Apenas a paz se manteve envolta por um silêncio incompreensível.

Pergunta: Parece tudo muito simples e fácil, mas não é. Às vezes acontece o maravilhoso estado de alegria e eu olho e penso: quão facilmente vem e quão parece íntimo e totalmente meu. Onde estava a necessidade de lutar tão fortemente por este estado que é tão próximo? Mas cedo esse estado se dissolve e deixa-me a pensar se teria sido realidade ou alguma ilusão. Se era realidade, por que se foi embora?
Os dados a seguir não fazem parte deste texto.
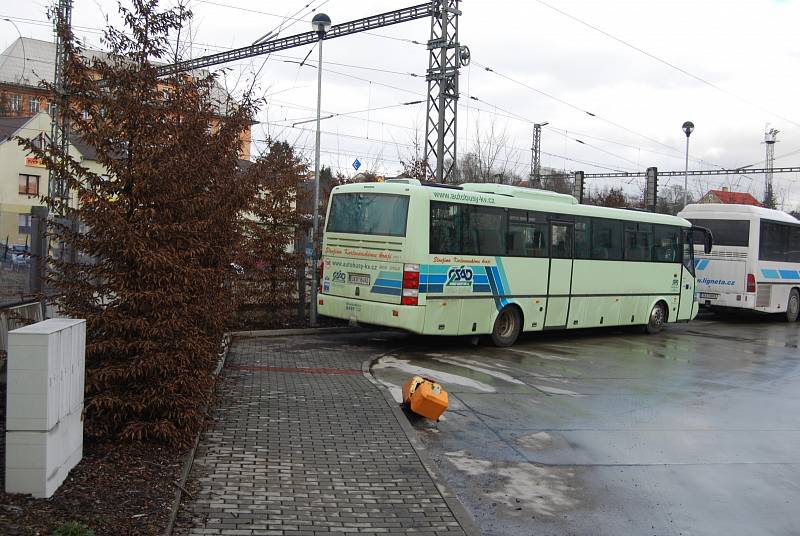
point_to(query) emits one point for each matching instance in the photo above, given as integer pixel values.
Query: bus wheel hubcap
(506, 324)
(657, 316)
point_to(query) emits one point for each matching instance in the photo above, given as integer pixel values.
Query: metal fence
(15, 259)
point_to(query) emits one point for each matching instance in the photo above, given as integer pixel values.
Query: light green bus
(490, 259)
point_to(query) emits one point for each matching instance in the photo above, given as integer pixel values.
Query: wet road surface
(693, 431)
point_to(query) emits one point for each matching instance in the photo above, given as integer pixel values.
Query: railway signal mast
(769, 194)
(446, 56)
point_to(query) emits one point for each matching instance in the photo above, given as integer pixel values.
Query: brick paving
(303, 444)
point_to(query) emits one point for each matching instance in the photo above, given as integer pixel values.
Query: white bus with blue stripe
(755, 264)
(489, 259)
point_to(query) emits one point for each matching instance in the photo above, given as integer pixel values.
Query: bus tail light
(410, 294)
(410, 297)
(751, 283)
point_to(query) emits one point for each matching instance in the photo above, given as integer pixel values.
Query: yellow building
(23, 178)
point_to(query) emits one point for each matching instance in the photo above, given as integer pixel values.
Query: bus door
(559, 282)
(685, 309)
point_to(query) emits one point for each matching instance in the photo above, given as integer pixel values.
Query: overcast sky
(745, 51)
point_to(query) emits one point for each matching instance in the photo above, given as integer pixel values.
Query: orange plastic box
(425, 397)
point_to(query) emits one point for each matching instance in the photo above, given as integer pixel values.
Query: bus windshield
(726, 232)
(368, 213)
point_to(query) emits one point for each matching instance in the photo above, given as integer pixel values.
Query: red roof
(735, 198)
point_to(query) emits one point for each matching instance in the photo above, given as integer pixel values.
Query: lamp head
(320, 23)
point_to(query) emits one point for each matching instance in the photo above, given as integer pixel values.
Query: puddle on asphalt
(446, 378)
(557, 391)
(478, 367)
(395, 390)
(535, 441)
(521, 486)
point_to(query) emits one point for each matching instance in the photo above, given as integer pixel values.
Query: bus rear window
(727, 232)
(368, 213)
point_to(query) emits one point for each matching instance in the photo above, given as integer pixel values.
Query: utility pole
(59, 126)
(535, 180)
(445, 58)
(769, 194)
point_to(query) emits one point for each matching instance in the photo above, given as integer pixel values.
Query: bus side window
(688, 250)
(561, 241)
(606, 239)
(666, 244)
(794, 244)
(583, 242)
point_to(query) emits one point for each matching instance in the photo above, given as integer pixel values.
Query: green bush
(73, 528)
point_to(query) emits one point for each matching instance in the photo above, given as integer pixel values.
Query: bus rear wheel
(793, 306)
(656, 320)
(507, 326)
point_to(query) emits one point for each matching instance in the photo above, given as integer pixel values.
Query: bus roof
(503, 195)
(726, 211)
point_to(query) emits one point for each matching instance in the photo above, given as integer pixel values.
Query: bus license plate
(358, 279)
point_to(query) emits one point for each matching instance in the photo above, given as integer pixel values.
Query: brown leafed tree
(157, 232)
(271, 251)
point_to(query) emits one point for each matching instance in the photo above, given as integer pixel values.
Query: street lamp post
(320, 23)
(688, 128)
(24, 55)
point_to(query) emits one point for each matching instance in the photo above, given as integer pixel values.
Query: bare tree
(486, 151)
Talvez seja necessária alguma experiência singular para se ficar nesse novo estado para sempre e, até que essa experiência crucial aconteça, este jogo de esconde-esconde vai continuando.

Nisargadatta - A tua expectativa de algo singular e dramático, de alguma explosão maravilhosa, está apenas a atrasar (é apenas obstáculo) a tua realização. Não é para esperares uma explosão, pois a explosão (esse milagre)
já aconteceu - no momento do teu nascimento, quando te realizaste como
sendo ser-conhecimento-sensação. Há apenas um erro que estás a fazer: tu tomas o dentro como sendo o fora e o fora como sendo o dentro. 


O que está em ti, tu tomas como estando fora de ti, e, o que está fora, tu tomas como estando dentro de ti (isto é, a tua interpretação sempre incorreta das coisas do mundo). 

A mente e os sentimentos são externos, mas tu os tomas como internos, íntimos. Tu acreditas que o mundo é objetivo, mas ele é inteiramente uma projeção da tua psique.
Essa é a confusão básica e nenhuma explosão a vai esclarecer. Tens de te pensar fora disso. Não há outra forma."